AG Frankenthal v. 10.01.2018: Unterlassungsanspruch bei unberechtigtem Abstellen eines Kfz und Kosten der Halteranfrage




Das Amtsgericht Frankenthal (Urteil vom 10.01.2018 - 3a C 308/17) hat entschieden:

Für den Unterlassungsanpruch kommt eine Haftung des Halters und Zustandsstörers auch dann , in Betracht, wenn er nicht selbst das Fahrzeug geführt hat. Voraussetzung hierfür ist, dass der Inanspruchgenommene die Quelle der Störung beherrscht, also die Möglichkeit zu deren Beseitigung hat. Darüber hinaus muss ihm die Beeinträchtigung zurechenbar sein. Hierzu genügt es nicht, dass er Eigentümer oder Besitzer der Sache ist, von der die Störung ausgeht. Für die erforderliche Zurechnung der Beeinträchtigung ist nach ständiger Rechtsprechung des Bundesgerichtshofs vielmehr erforderlich, dass die Beeinträchtigung wenigstens mittelbar auf den Willen des Eigentümers oder des Besitzers der störenden Sache zurückgeht.

Siehe auch
Private Abschleppkosten - privates Falschparken - Besitzstörung
und
Stichwörter zum Thema Abschleppkosten

Gründe:


Die zulässige Klage ist begründet.

Das Amtsgericht Frankenthal (Pfalz) ist gemäß §§ 12, 13, 32 ZPO örtlich und nach § 23 Nr. 1 GVG sachlich zuständig.

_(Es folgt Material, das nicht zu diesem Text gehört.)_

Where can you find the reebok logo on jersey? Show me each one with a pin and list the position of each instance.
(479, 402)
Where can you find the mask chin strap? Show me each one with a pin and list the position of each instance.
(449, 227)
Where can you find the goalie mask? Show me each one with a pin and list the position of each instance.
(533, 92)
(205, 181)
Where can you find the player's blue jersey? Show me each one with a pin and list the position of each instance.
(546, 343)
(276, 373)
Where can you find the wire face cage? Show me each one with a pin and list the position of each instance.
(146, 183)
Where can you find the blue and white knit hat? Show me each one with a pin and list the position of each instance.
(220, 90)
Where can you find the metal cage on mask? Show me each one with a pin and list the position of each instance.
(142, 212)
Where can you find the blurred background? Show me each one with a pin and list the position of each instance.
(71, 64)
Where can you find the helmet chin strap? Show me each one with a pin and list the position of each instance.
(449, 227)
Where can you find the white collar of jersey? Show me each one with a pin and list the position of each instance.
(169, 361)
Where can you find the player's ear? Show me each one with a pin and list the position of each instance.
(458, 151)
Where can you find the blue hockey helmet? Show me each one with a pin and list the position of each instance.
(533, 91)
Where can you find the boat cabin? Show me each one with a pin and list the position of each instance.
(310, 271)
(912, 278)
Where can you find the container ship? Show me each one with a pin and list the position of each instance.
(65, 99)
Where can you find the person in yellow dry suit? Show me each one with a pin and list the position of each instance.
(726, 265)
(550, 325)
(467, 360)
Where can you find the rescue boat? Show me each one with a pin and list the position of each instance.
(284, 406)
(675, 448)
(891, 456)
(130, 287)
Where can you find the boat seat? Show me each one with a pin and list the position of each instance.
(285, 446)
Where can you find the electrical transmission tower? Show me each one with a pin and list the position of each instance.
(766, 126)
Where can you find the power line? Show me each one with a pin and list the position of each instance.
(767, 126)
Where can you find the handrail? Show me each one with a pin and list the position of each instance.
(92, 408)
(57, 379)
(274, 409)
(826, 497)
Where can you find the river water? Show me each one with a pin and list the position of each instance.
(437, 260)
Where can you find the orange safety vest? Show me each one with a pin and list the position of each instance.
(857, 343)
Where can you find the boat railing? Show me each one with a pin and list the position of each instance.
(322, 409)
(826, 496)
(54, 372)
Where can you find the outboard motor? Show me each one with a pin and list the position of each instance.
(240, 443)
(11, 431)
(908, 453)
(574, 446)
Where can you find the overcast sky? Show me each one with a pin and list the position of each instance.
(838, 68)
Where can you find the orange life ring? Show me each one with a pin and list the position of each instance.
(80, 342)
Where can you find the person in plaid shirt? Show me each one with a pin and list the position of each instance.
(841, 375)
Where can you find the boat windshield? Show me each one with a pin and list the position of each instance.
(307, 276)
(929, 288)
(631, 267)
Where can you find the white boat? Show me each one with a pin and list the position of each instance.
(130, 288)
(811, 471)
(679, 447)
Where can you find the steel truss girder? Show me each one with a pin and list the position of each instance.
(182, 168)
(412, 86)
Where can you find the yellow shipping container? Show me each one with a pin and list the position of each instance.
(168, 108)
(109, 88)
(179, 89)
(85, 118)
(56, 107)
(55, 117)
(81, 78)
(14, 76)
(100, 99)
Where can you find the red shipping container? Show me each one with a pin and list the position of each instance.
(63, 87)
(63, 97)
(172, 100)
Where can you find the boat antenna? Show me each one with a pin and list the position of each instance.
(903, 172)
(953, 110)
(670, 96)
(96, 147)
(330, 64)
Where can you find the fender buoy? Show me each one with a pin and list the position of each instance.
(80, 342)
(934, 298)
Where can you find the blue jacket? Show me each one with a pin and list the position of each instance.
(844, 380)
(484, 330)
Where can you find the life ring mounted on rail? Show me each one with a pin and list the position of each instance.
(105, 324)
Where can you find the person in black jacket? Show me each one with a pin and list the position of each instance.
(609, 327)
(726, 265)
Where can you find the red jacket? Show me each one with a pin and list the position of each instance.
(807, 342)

Der Unterlassungsantrag ist gemäß § 253 Abs. 2 Nr. 2 ZPO hinreichend bestimmt (BGH NJW 2016, 863 ff. m.w.N.).

Die Klägerin hat gegen die Beklagte einen Anspruch auf Unterlassung gemäß § 862 Abs. 1 Satz 2 BGB, da das unberechtigte Abstellen des Fahrzeuges mit dem amtlichen Kennzeichen F… auf den der Klägerin aufgrund Mietvereinbarung überlassenen Parkplatzes eine verbotene Eigenmacht i.S. von § 858 Abs. 1 BGB darstellt.

Die Beklagte ist gegenüber der Klägerin als Handlungsstörerin (Baldus Münchener Kommentar zum BGB 7. Auflage 2017 Rn. 149 ff § 1004 BGB m.w.N.) verantwortlich, da sie sich nicht innerhalb gesetzter Frist unter Belehrung über die Folgen der Fristversäumung zu der klägerischen Behauptung, dass die Beklagte selbst am 31.05.2017 den PKW Opel, amtliches Kennzeichen F… in der Zeit von 14:15 bis 14:30 auf dem Parkplatz Nr. 3, der an die Klägerin vermietet ist, abgestellt habe, eingelassen hat und diese Behauptung nach § 138 Abs. 3 ZPO somit als zugestanden gilt.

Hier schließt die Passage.